When it comes to GD&T, measuring for internal features on component parts has proven to be difficult. Industrial CT scanning has become an integral part in GD&T and how the measurement of complex component parts should be facilitated. CT technology has seen massive improvements in their software analysis capabilities, allowing for an increase in accuracy when dealing with scanned datasets.
They purchased a tool that required the measurement of internal features and they wanted to check how close it was to the original specified print. The result: it was completely off.
GD&T through Industrial CT
Turning to industrial CT’s software capabilities (acc. to DIN EN ISO 1101) for your GD&T projects is a viable measurement solution for obtaining a complete and accurate 3-D model of the part’s internal and external geometries. Complex parts are scanned in a free-state environment, allowing for both external and internal components to be validated quickly and accurately without destructive testing. Once the scan is completed the GD&T program is written around the scan data set and referenced to the part print. From there, the GD&T program is instantaneously applied to future scans of the same or mirrored part.
Delivering critical insights into part features requires software that guarantees its accuracy. What you want is a successful scan, analysis and measurement of your part to make a qualified decision within a shorter time frame and get to production faster. This allows you to receive a value added solution because it increases the value in actionable data to drive performance improvement and it upgrades standards in quality control.

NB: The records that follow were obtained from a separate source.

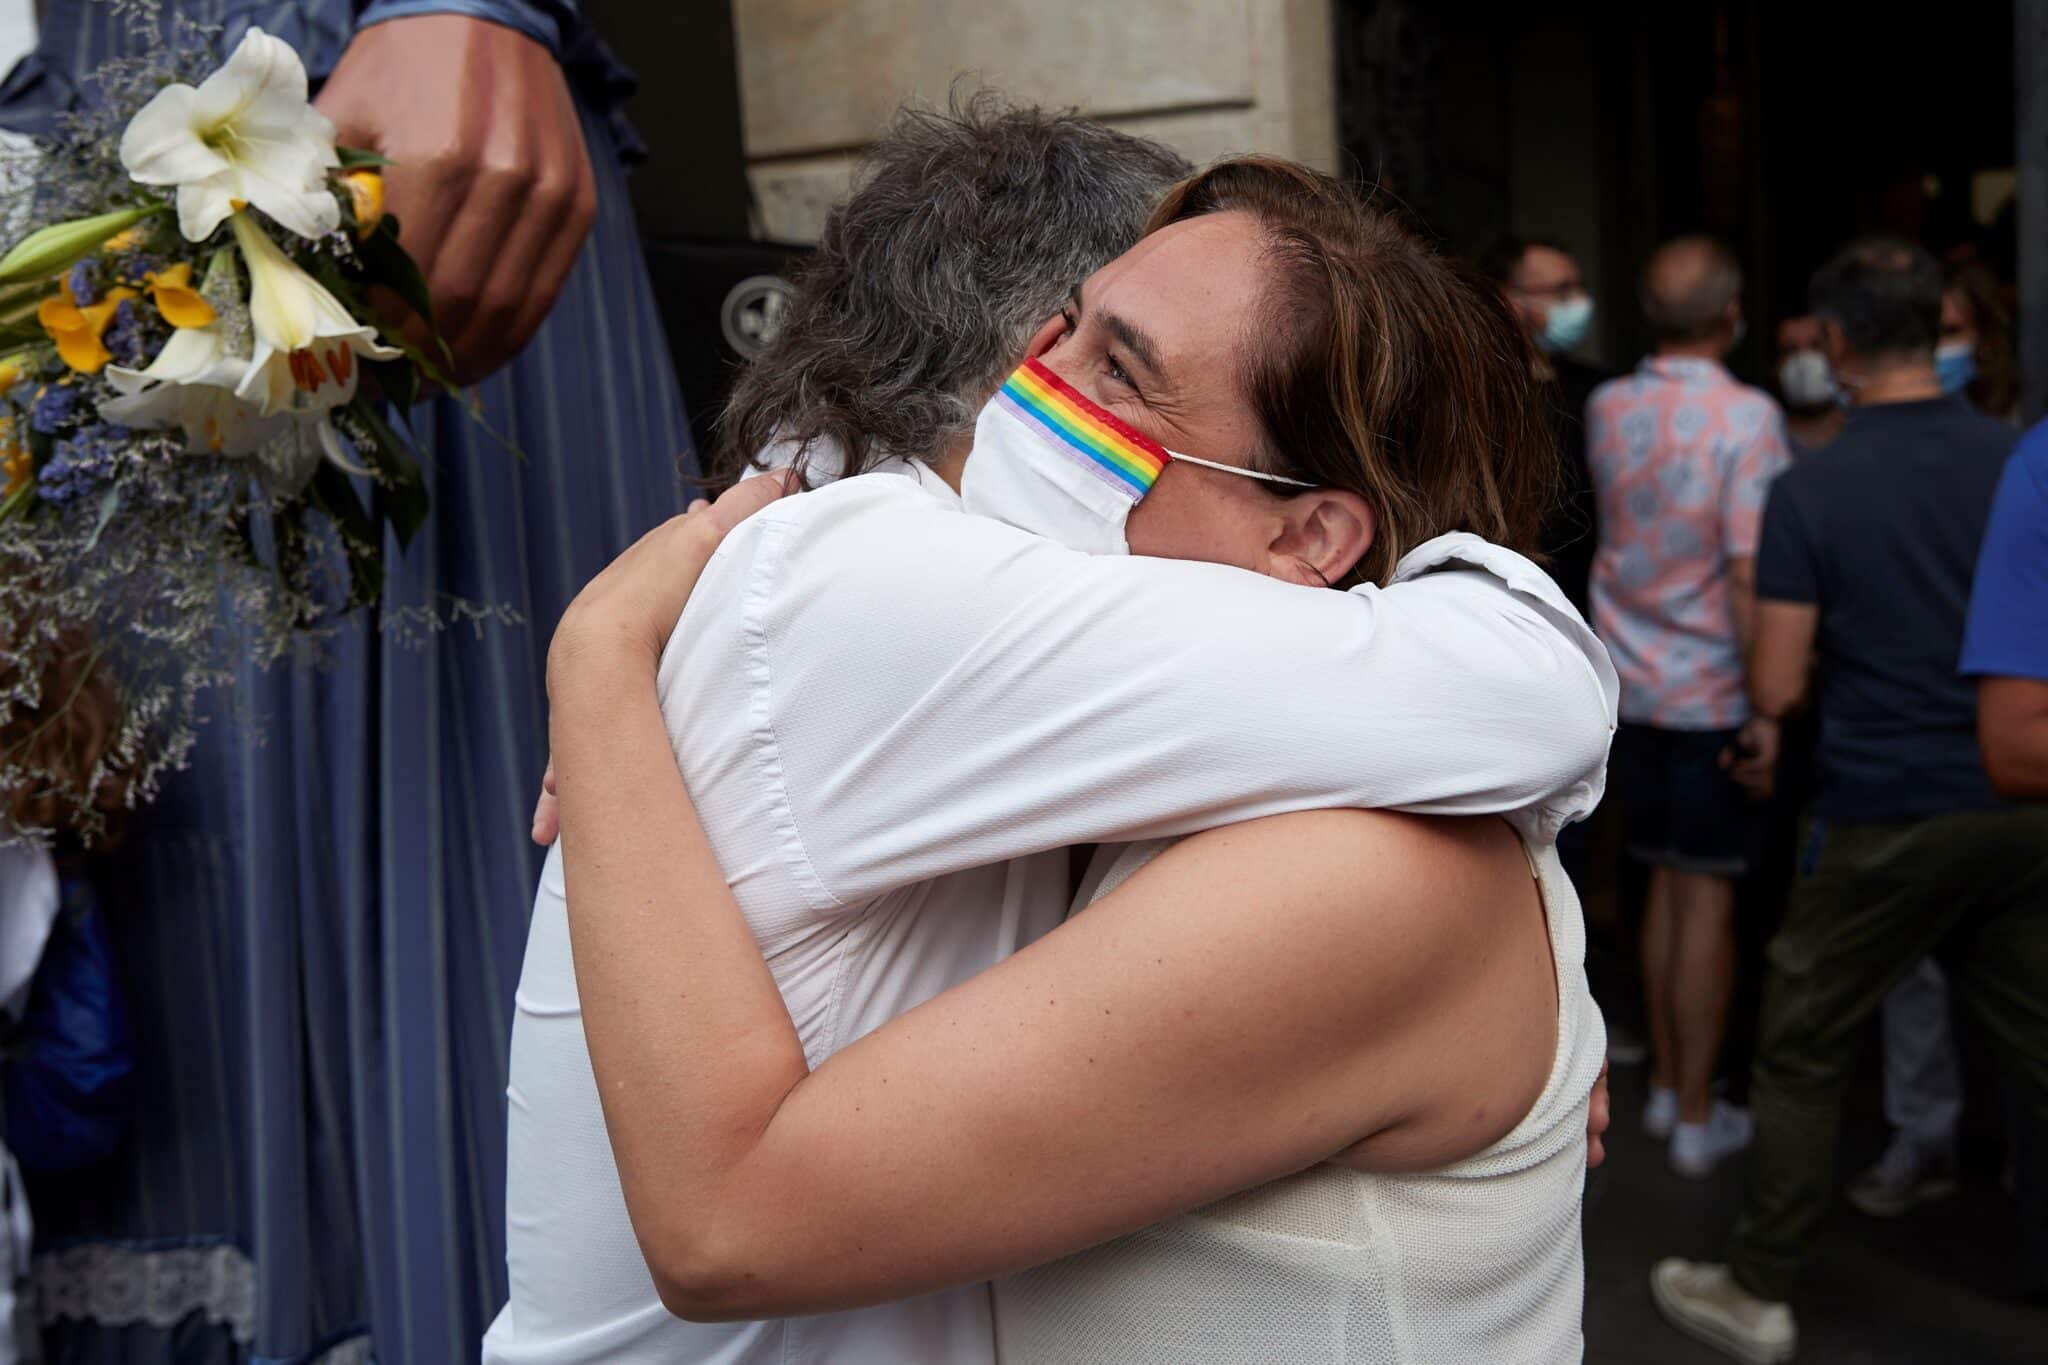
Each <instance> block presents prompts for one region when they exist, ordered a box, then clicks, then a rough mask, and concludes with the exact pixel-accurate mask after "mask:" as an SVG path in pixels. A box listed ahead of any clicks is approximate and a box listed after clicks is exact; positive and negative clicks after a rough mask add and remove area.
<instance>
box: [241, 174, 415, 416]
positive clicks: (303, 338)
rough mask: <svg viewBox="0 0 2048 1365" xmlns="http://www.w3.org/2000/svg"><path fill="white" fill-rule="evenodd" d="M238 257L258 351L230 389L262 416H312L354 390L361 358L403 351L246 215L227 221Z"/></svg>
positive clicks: (341, 401) (349, 396)
mask: <svg viewBox="0 0 2048 1365" xmlns="http://www.w3.org/2000/svg"><path fill="white" fill-rule="evenodd" d="M229 225H231V227H233V231H236V244H238V246H240V248H242V260H246V262H248V268H250V323H252V325H254V329H256V354H254V356H252V358H250V372H248V375H246V377H244V379H242V385H240V387H238V389H236V393H240V395H242V397H244V399H248V401H250V403H256V405H258V407H260V409H262V411H264V415H274V413H295V415H301V417H305V415H311V413H324V411H328V409H332V407H340V405H342V403H346V401H348V399H352V397H354V395H356V381H358V379H360V366H356V356H360V358H365V360H395V358H397V356H401V354H406V352H401V350H397V348H395V346H383V344H381V342H379V340H377V329H375V327H365V325H362V323H358V321H356V319H354V317H350V315H348V309H344V307H342V301H340V299H336V297H334V295H330V293H328V291H326V287H322V282H319V280H315V278H313V276H309V274H307V272H305V270H301V268H299V266H297V264H293V260H291V258H289V256H285V252H283V250H279V246H276V241H270V237H268V235H266V233H264V229H262V227H258V225H256V223H252V221H250V217H248V215H246V213H238V215H233V217H231V219H229Z"/></svg>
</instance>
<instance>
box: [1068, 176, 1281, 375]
mask: <svg viewBox="0 0 2048 1365" xmlns="http://www.w3.org/2000/svg"><path fill="white" fill-rule="evenodd" d="M1264 258H1266V235H1264V231H1262V229H1260V225H1257V223H1255V221H1253V219H1251V217H1249V215H1245V213H1206V215H1202V217H1198V219H1188V221H1184V223H1169V225H1165V227H1161V229H1159V231H1155V233H1151V235H1149V237H1145V239H1143V241H1139V244H1137V246H1135V248H1130V250H1128V252H1124V254H1122V256H1118V258H1116V260H1112V262H1110V264H1106V266H1104V268H1102V270H1098V272H1096V274H1094V276H1090V280H1087V289H1085V297H1083V303H1085V305H1087V309H1090V311H1098V309H1100V311H1110V313H1116V315H1118V317H1122V319H1124V321H1128V323H1133V325H1135V327H1139V329H1141V332H1145V334H1149V336H1151V340H1153V342H1155V344H1157V348H1159V352H1161V360H1163V364H1165V368H1167V370H1169V372H1174V377H1176V379H1182V370H1184V368H1188V366H1190V364H1204V362H1229V360H1231V358H1233V356H1235V350H1237V346H1239V344H1241V338H1243V336H1245V334H1247V329H1249V325H1251V321H1253V317H1255V311H1257V305H1260V297H1262V289H1264V274H1266V266H1264Z"/></svg>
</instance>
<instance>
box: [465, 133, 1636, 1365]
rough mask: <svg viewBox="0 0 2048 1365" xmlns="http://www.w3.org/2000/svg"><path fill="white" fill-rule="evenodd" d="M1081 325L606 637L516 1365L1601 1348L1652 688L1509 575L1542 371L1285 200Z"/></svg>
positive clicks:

Working off a Gaussian least squares model, repeatability is much higher and measurement programs can be applied to multiple parts, so once a program is written it can be applied to subsequent parts as well. Since the software is a virtual environment, a coordinate system can be created however the user wants. With its intuitive menu and its approach of applying sub objects for measurement, the computed tomography software provides the ability to adjust a sub object, which is then updated down the chain. For example, cylindricity call outs are extremely difficult, time consuming, and costly to measure with alternative methods. The cylindricity function through industrial CT’s software with a CT dataset makes performance calculations as easy as finding a standard dimension or radii. Additional value added features of measuring GD&T through industrial CT software include:
- GD&T with CT datasets can be performed on parts less than 1 millimeter in size
- GD&T with CT datasets can be performed on small intricate parts in 3-D as opposed to 2-D
- GD&T with CT datasets can be performed on different material densities inside a part of an assembly
Industrial CT scanning works by taking several hundred to several thousands of 2-D X-ray images covering 360 degrees. Once the scan is completed the 2-D X-ray images are reconstructed in 3-D, giving you the opportunity to see the external and internal features of the part, inspect for defects, and capture exact geometrical measurements for comparison and metrology purposes.
GD&T has been an essential tool for establishing design intent, to make sure that parts meet the requirements of fit, function and interchangeability. Industrial CT scanning is setting a new standard in qualifying pre-production parts quickly and accurately while reducing inspection costs. This is achieved by using the right technology, expert analytical support, and scan data calibration to ensure accuracy. The accuracy, efficiency, and reduced turnaround time demonstrates that industrial CT scanning will continue its trend of becoming a required tool for inspection, as industry leaders are identifying both the value in inspection standards and the cost savings it offers.
This new functionality allows measurement uncertainty to be drastically reduced for all geometry based analysis, by rapid fitting of thousands of measuring points.